Chaque lutte sociale pour l’amélioration générale des conditions de travail est opposée au mythe de la paix du travail et du dialogue social dans lequel l’Etat n’interviendrait pas, ou le moins possible, système présenté comme garant du « miracle suisse ». En fait de contribuer au « miracle suisse », le mythe de la paix du travail ne se révèle aujourd’hui qu’être un frein aux avancées sociales dans lequel le dialogue entre partenaires sociaux se réduit généralement au mieux à un consensus mou, au pire à des vetos patronaux, quand les maigres cacahuètes accordées aux sa­la­rié·e·s ne sont pas monnayées en échange d’avantage certains pour le patronat comme des extensions d’heures d’ouverture des magasins.

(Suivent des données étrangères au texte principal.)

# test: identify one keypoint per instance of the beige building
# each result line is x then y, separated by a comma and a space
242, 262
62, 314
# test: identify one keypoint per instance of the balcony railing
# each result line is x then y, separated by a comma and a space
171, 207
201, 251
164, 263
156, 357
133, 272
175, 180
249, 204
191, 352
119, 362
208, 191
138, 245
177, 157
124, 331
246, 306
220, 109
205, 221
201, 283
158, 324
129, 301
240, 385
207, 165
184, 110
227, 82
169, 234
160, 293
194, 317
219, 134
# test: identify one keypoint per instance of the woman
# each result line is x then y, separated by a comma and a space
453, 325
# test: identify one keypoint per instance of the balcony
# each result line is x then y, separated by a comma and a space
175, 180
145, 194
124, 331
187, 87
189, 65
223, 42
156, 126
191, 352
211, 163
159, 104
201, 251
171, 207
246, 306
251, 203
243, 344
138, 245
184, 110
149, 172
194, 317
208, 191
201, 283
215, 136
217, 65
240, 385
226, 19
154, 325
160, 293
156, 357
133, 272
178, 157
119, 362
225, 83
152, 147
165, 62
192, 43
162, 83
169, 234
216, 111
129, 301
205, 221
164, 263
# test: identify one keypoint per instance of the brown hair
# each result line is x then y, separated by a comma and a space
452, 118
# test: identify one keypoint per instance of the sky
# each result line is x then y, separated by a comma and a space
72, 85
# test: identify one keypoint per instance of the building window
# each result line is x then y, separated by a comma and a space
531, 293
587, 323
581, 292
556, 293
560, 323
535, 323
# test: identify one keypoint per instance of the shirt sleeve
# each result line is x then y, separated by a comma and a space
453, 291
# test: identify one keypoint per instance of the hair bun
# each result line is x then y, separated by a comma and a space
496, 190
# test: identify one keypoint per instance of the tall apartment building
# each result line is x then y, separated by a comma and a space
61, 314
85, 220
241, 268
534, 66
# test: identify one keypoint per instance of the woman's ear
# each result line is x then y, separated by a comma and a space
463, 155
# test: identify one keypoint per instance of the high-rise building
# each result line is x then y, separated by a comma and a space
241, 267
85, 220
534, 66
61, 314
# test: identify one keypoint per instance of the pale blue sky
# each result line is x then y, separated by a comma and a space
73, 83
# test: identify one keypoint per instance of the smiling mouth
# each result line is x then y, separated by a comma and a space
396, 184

Dans ce contexte, toute nouvelle réglementation permettant d’encadrer les rapports de travail est une prérogative retirée au patronat en faveur du contrôle démocratique, comme le souligne le soutien de l’Union Syndicale Suisse à l’initiative 1:12, et un pas de plus vers l’affaiblissement du diktat de la paix du travail. 

 

1:12, des salaires moins inégaux?

Disons-le d’emblée, un écart salarial de 1 à 12 est déjà un écart ahurissant, tellement ahurissant qu’il ne concerne, selon une étude indépendante relayée par les médias début octobre, que 1200 entreprises sur le territoire suisse. Même passé ce point, fixé de toute évidence pour des raisons pragmatiques, reste néanmoins un goût d’inachevé. Alors que le contenu de l’initiative 1:12 permet en effet le développement d’un débat posé en terme de classes, dans lequel la richesse encaissée par les hauts revenus apparaît directement reliée à l’exploitation des masses salariées, l’argumentaire développé par les ini­tiant·e·s semble rester fixé sur la pointe la plus émergée de l’iceberg, mettant en avant les écarts les plus mirobolants exprimés par exemple par le salaire d’un Brady Dougan.

Si cette communication choc peut évidemment se révéler payante, la démesure qu’elle met en lumière peut également avoir pour effet pervers de faire apparaître comme quantité négligeable les écarts de salaire rencontrés dans le quotidien, voire donner caution à des entreprises en fixant un seuil socialement acceptable d’inégalité salariale. C’est en ce sens que l’initiative 1:12 n’échappe pas à l’écueil d’une forme de « moralisation du capitalisme », assumée dans le propre argumentaire de la Jeunesse Socialiste Suisse qui entend empêcher par son introduction les « dérives néo-libérales ». 

1:12 est donc un essai, une forme de préparation vers l’introduction d’un salaire minimum légal qui changera cette fois réellement le quotidien de milliers de sa­la­rié·e·s de ce pays. A nous de savoir profiter des portes qu’ouvre cette initiative.